If you've somehow missed this or the previous 8, 10 is a great time to join, and it's coming up in October. So break in and enjoy Canberra Music Theatre's greatest love-in whenever you can. 

Thursday, 9 February 2023

At Dinner, ACT Hub Development, ACT Hub, 9-11 Feb 2023


 The "dinner play", where characters sit down in a restaurant and hash out their issues over a meal and a beverage, has a long and productive history, It's a  simple genre keeping its characters in circulation around one table, occasionally interrupted by a waiter at strategic times, driven largely by the twists and turns of the conversation. 

"At Dinner" is part of ACT Hub's development program, and it's good to see them getting into looking at the next generation of Canberra creatives - even if, as with all work-in-development, it's a mixture of the good and the "needs thinking about further". 

To start with the good, writer Rebecca Duke is skilled at managing the sensation of "small talk with big thoughts behind it", playing with the nature of the restaurant table-for-two as a space - simultaneously an intimate private space and somewhere awkwardly public where your conversation can suddenly become the subject of everyone else's interest.
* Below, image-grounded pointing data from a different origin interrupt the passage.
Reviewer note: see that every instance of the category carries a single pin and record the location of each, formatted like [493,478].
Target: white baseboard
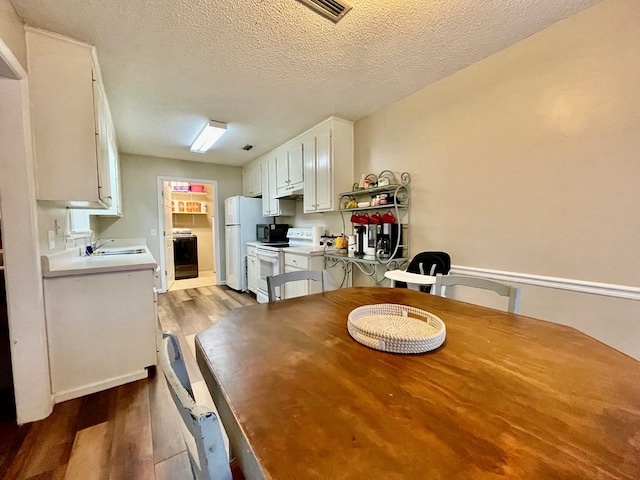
[593,288]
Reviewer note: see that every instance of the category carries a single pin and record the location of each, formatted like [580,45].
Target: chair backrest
[202,435]
[428,263]
[278,280]
[504,289]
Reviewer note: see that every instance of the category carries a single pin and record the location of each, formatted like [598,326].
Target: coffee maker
[361,240]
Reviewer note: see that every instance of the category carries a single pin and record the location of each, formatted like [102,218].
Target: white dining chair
[421,271]
[201,432]
[504,289]
[276,281]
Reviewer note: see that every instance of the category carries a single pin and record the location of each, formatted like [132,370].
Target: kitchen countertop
[74,262]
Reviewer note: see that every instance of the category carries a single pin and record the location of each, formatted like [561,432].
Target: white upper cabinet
[74,140]
[289,169]
[252,179]
[328,164]
[272,206]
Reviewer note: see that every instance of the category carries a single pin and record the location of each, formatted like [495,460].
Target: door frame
[217,213]
[23,274]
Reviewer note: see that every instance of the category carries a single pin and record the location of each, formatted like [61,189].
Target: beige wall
[140,195]
[528,162]
[12,32]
Director Holly Johnson keeps the pace going, and the three performers, Thea Jade as the contemplative diner, Timothy Cusack as her more verbose and egotistical companion, and Nakiya Xyrakis as the waitress who gets brought into their awkward banter, all find moments of light and shade in their performance. Nell Fraser's costume design uses an interesting mix of red and black to give the costumes unity and individuality. 

In the less good - this is a play with a twist, and while I don't want to reveal the twist, I'm not entirely sure the choices behind the twist are necessarily the wisest. It's playing with risky stereotypes without sufficient care to avoid the more noxious elements of those stereotypes - while I'm sure this has been thought about in the production process a great deal, I don't think the production team found their way successfully out of the trap they've set themselves.

I do think young writers need to see their work in front of an audience - it's an exposing thing to do but it's important that they get a chance to use their voice, (even if I don't necessarily love everything they're doing with that voice). Given this has a short run, but most of the performances are sold out, there's clearly an audience very much interested in giving this a go (despite the stereotype of Canberra audiences not coming to new work, the Hub has clearly built up enough of a following who will give it a taste test at the right price).